Wolff, como colaborador de The New Yorker debe saberlo. Esta publicación, durante su época fundacional, prohibía que sus ficciones tuvieran como protagonistas a periodistas y escritores en lugar de gente común. Vieja escuela desafía la máxima y la pone en tela de juicio. Porque entre los méritos de Vieja escuela, más allá de su interés “literario”, debe considerarse que estamos ante un relato que sí, es cierto, tiene a un escritor como protagonista, pero también podría tratarse de cualquier otro artesano, cualquier otro gremio el suyo. Atención: esta no es una nueva pretenciosa “novela de escritores” sino un ejercicio elaborado de sencillez narrativa. Un escritor se hace a los tropiezos y el suyo es un trabajo. Un escritor no es más grande que los paisajes simples de Frost o los perdedores de Hemingway. Wolff lo dice de esta manera: “Para un escritor no existe algo así como una vida ejemplar. No se puede hacer ningún relato verídico de cómo o por qué uno se convirtió en escritor, ni existe ningún momento del que se pueda decir: Es entonces cuando me convertí en escritor. Las piezas encajan más adelante, con mayor o menor sinceridad”.

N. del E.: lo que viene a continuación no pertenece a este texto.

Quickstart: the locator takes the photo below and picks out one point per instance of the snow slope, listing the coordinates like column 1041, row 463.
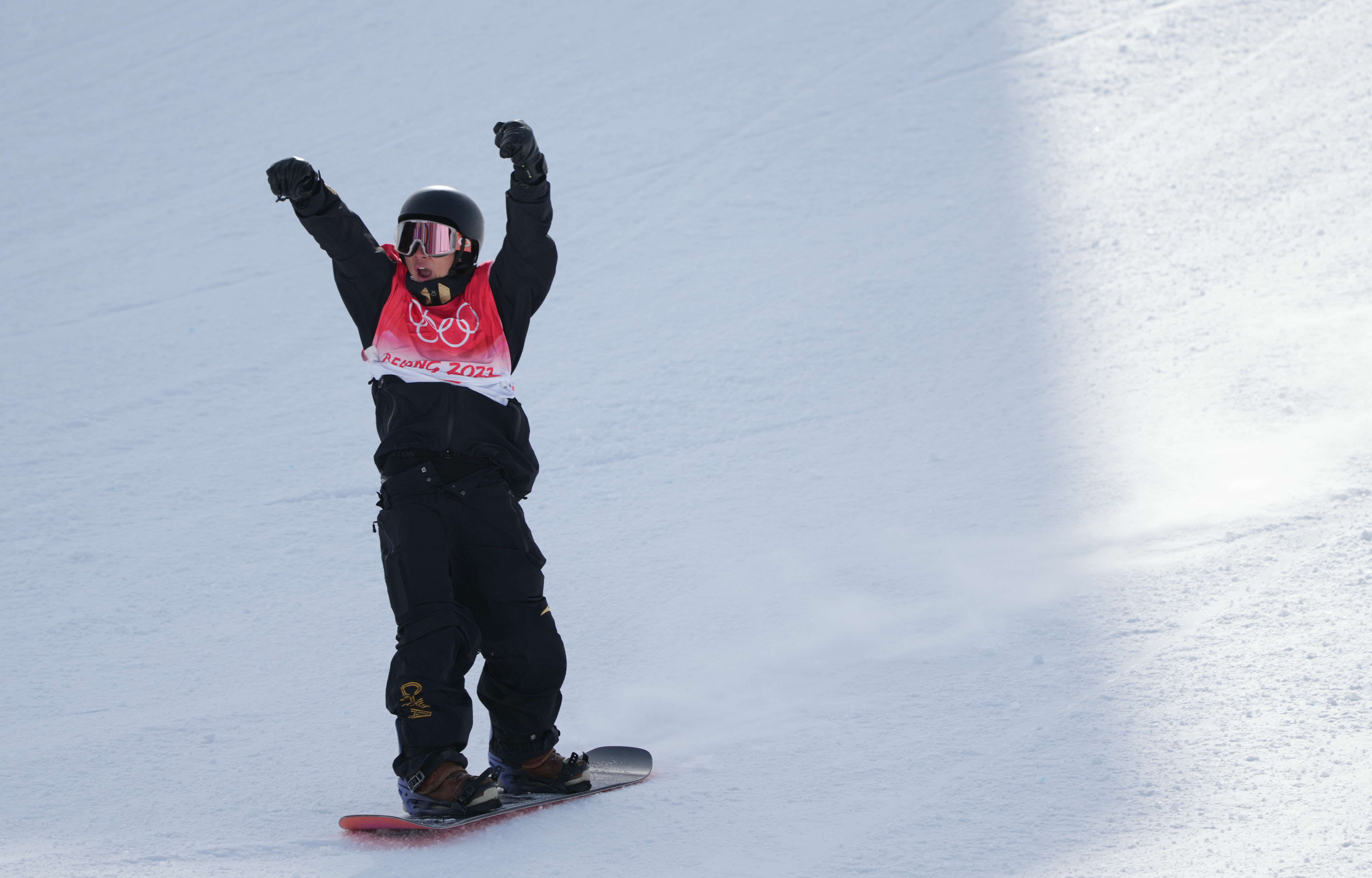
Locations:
column 954, row 424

Este Wolff ya no es compañero de infortunios y parrandas de Carver. La crispación de ese pasado, cuando los tres amigos fueron épica pura, se ha sosegado. Como Frost, como Hemingway, la aspiración del Wolff actual es otra: el clasicismo. Después de todo, no está nada mal sino todo lo contrario, porque volviendo a lo que Revol apuntaba sobre Frost: “Son los tímidos rebeldes de vanguardia quienes siguen las convenciones realmente rígidas y fatigosas”.